Eglises d'Asie

Des responsables catholiques expriment leur opposition à la création de partis politiques par des responsables religieux, quelle que soit leur appartenance

Publié le 18/03/2010




Plusieurs prêtres catholiques et un responsable laïc ont exprimé leur désapprobation concernant le clergé, à quelque religion qu’il appartienne, qui s’engage dans un parti politique. Libre aux clercs de se lancer dans l’action sociale mais attention à ne pas se risquer dans les luttes entre partis politiques, telle est la position qu’ils ont récemment défendue après l’annonce faite par un moine bouddhiste connu du grand public de former un parti politique confessionnel, bouddhiste, une première au Sri Lanka.

Le 22 janvier, le vénérable Gangodawila Soma Thero, célèbre prédicateur bouddhiste à la télévision, a en effet déclaré devant les médias qu’il fondait un parti, le Jana Vijaya Sankalpaya (JVS, ‘Pour la victoire du peuple’), pour sauvegarder les droits des bouddhistes singhalais, mal défendus, à ses yeux, par les hommes politiques actuels. « Notre idéal politique est un Etat bouddhiste », a-t-il déclaré, ajoutant qu’il avait l’intention de se présenter aux prochaines élections présidentielles et comptait sur son parti pour gagner un minimum de vingt à trente sièges au Parlement. Le moine bouddhiste a affirmé qu’il ne pouvait s’en tenir à de simples exhortations alors que les non-bouddhistes se concertaient pour détruire le bouddhisme en attirant à eux les bouddhistes miséreux par l’appât de l’argent : « Nous n’échapperons pas à la colère de la postérité si l’on continue à tolérer cette situation. »

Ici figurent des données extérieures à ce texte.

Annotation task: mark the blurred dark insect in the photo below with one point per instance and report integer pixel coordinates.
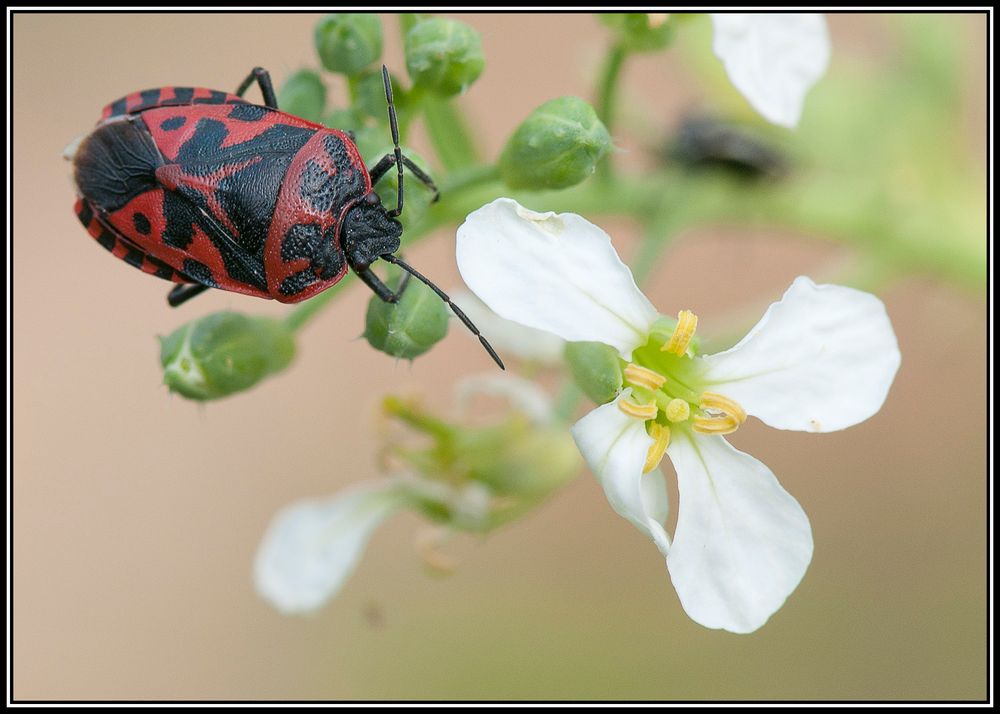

Au cours de la conférence de presse du 22 janvier, le JVS a ainsi distribué des tracts accusant les catholiques et les protestants de détruire l’éthique séculaire des bouddhistes singhalais et reprochant aux colonisateurs britanniques d’avoir importé la corruption dans le pays, installant des « larbins indigènes » comme dirigeants.

Pour le P. Vimal Tirimanne, rédemptoriste président de la Conférence des supérieurs majeurs du pays, le point de vue du vénérable Soma sur la destruction prétendue des traditions bouddhistes n’est que « pur extrémisme religieux Selon lui, le nouveau parti a été créé parce que « les hommes politiques ne tiennent aucun compte des opinions des moines, les réduisant ainsi à des entités inexistantes » (2Le P. Oswald Firth, du Centre pour l’étude de la Société et de la Religion, basé à Colombo, a affirmé de son côté, qu’il était certes raisonnable pour le clergé de s’engager en politique, l’un des meilleurs terrains pour l’action sociale, mais qu’il ne devait pas s’impliquer dans la lutte politique partisane. Le P. Aloysius Peiris, théologien jésuite et directeur fondateur du Centre de recherche de Thulana, pense, quant à lui, qu’il est encore trop tôt pour commenter l’avantage qu’il y aurait à avoir un parti politique bouddhiste mais a ajouté que son centre, partie prenante dans l’action sociale et forum pour le dialogue entre bouddhistes et chrétiens, étudiait la nécessité d’un tel parti. D’après Lerins Peiris, dirigeant laïc et principal animateur d’un Centre pour le réveil des masses populaires, « le moine symbolise le ‘Dhamma’ (la doctrine) et possède un grand pouvoir spirituel pour combattre l’érosion actuelle des valeurs culturelles due aux influences néfastes ». Cependant, « briguer la présidence de la République est inadmissible et dépasse toute limite », a ajouté Peiris, pionnier du mouvement des Equipes enseignantes du Sri Lanka, dont les militants participent au mouvement pour la paix dans le pays. Selon le P. Merwyn Fernando, directeur de l’Institut Subodhi pour l’Education globale, la politique et la religion doivent rester deux domaines bien distincts, sauf à susciter de nouvelles divisions mettant en péril le bien commun (3).

Dans sa conférence de presse, le vénérable Soma s’est prononcé contre « une solution fédérale » comme issue aux deux décennies de combats qui ont opposé la majorité bouddhiste cinghalaise et la minorité tamoule hindoue en lutte pour obtenir un territoire indépendant au nord et à l’est de l’île. Depuis le cessez-le-feu de février 2002, il y a tout juste un an, le gouvernement et les rebelles négocient. A la fin de la dernière session de négociation, les deux parties se sont mises d’accord pour étudier une solution en vue d’une autodétermination dans les régions où vivent les Tamouls, fondée sur une structure fédérale au sein d’un Sri Lanka uni. Pour le P. Firth, le rejet du moine bouddhiste de toute structure fédérale devrait inciter les autorités gouvernementales à être davantage à l’écoute de l’opinion des moines dans les pourparlers de paix en cours.